Award-winning journalist, author and professor Neil Henry has been chosen as dean of the University of California, Berkeley's Graduate School of Journalism, a post he has held on a transitional basis since 2007.

In making the announcement yesterday (Thursday, May 7), Executive Vice Chancellor and Provost George Breslauer praised Henry's "competence, dedication and skill," which he said had been clearly evidenced by Henry's leadership at the school since the departure two years ago of Orville Schell, the previous dean.

"We are convinced more than ever that the finest possible dean for the Graduate School of Journalism, at this time and going forward, is the person who has led it through these past two years with such class and devotion," said Breslauer.

"These are incredibly challenging but exciting times in journalism filled with possibility," Henry said. "Berkeley is determined to remain a world leader in educating the new generation while also envisioning the future of this most important calling."

Under Henry's stewardship, the school has established a trail-blazing digital news initiative funded by the Ford Foundation to provide news to neglected Bay Area communities and has integrated multimedia training as a requirement for all students at the graduate school.
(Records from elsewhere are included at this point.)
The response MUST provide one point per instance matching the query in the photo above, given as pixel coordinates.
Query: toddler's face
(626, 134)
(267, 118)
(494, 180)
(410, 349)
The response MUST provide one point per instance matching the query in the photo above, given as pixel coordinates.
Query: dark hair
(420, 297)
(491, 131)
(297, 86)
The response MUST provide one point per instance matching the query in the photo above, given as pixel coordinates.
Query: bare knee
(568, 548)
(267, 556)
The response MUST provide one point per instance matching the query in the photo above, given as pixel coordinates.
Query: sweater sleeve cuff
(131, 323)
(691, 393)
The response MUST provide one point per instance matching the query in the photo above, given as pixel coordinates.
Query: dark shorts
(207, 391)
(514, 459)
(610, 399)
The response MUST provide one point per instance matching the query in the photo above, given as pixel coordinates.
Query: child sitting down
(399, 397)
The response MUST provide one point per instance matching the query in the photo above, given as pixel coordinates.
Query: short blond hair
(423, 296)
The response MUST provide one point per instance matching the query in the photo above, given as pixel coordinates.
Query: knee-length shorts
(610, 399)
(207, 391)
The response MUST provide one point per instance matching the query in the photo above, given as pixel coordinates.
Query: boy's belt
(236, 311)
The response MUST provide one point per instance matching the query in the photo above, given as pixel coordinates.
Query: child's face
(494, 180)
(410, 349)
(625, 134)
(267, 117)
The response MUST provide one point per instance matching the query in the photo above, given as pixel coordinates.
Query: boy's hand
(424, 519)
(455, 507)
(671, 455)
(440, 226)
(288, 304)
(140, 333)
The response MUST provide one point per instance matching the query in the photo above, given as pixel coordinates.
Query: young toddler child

The author of the 2007 book, "American Carnival: Journalism Under Siege in an Age of New Media," Henry has underscored UC Berkeley's central role in the discussion about the future of journalism and new media. In the fall the school will host a national conference at Google headquarters in Mountain View, Calif., focused on future business models for media and journalism.

Henry also has strengthened school ties with both private donors and new major philanthropies. He launched the first-ever collaboration between a journalism school and the Bill & Melinda Gates Foundation and in the past year has raised more than $5 million for the school's new initiatives, including two endowed chairs.
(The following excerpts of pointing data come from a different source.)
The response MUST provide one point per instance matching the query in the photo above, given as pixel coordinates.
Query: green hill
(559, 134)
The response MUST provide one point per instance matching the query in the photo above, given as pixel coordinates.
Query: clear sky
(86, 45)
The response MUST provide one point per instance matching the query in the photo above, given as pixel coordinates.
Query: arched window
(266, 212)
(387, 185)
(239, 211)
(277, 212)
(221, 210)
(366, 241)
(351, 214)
Henry earned a bachelor's degree in political science at Princeton University in 1977 and a master's degree from Columbia University's Graduate School of Journalism in 1978. He worked for 16 years as a metro, national and foreign correspondent for the Washington Post and was a staff writer for Newsweek magazine before joining the Berkeley faculty in 1993.

A former John S. Knight Journalism Fellow at Stanford University, Henry remains an active reporter, filing stories on developments in Darfur, following the former baseball player Barry Bonds, writing on the way in which race is portrayed in the news, and observing the evolution of journalism education. He is also reporting on his own role in launching a journalism school in Ethiopia.

"Pearl's Secret: A Black Man's Search for His White Family" Henry's autobiographical family history, was a finalist for the Bay Area Book Reviewers Association's top prize for nonfiction in 2002.

The Graduate School of Journalism each year graduates approximately 55 student journalists who focus on print, broadcast or new media. Its faculty includes journalists such as Pulitzer Prize-winning investigative reporter Lowell Bergman; New York Times Magazine contributor Cynthia Gorney; Michael Pollan, author of "The Omnivore's Dilemma;" and Mark Danner, who recently wrote extensively about a leaked International Committee of the Red Cross memo detailing American torture of prisoners during the George W. Bush administration.

The journalism school is home to the Berkeley-China Internet Project, a faculty-student research project focused on Chinese cyberspace, and the Knight Digital Media Center. It also is affiliated with the Public Broadcasting Service's award-winning "Frontline/World" public affairs documentary series.

Henry, 55, is married to Letitia Lawson, a senior lecturer in political science at the U.S. Naval Postgraduate School. They have one daughter.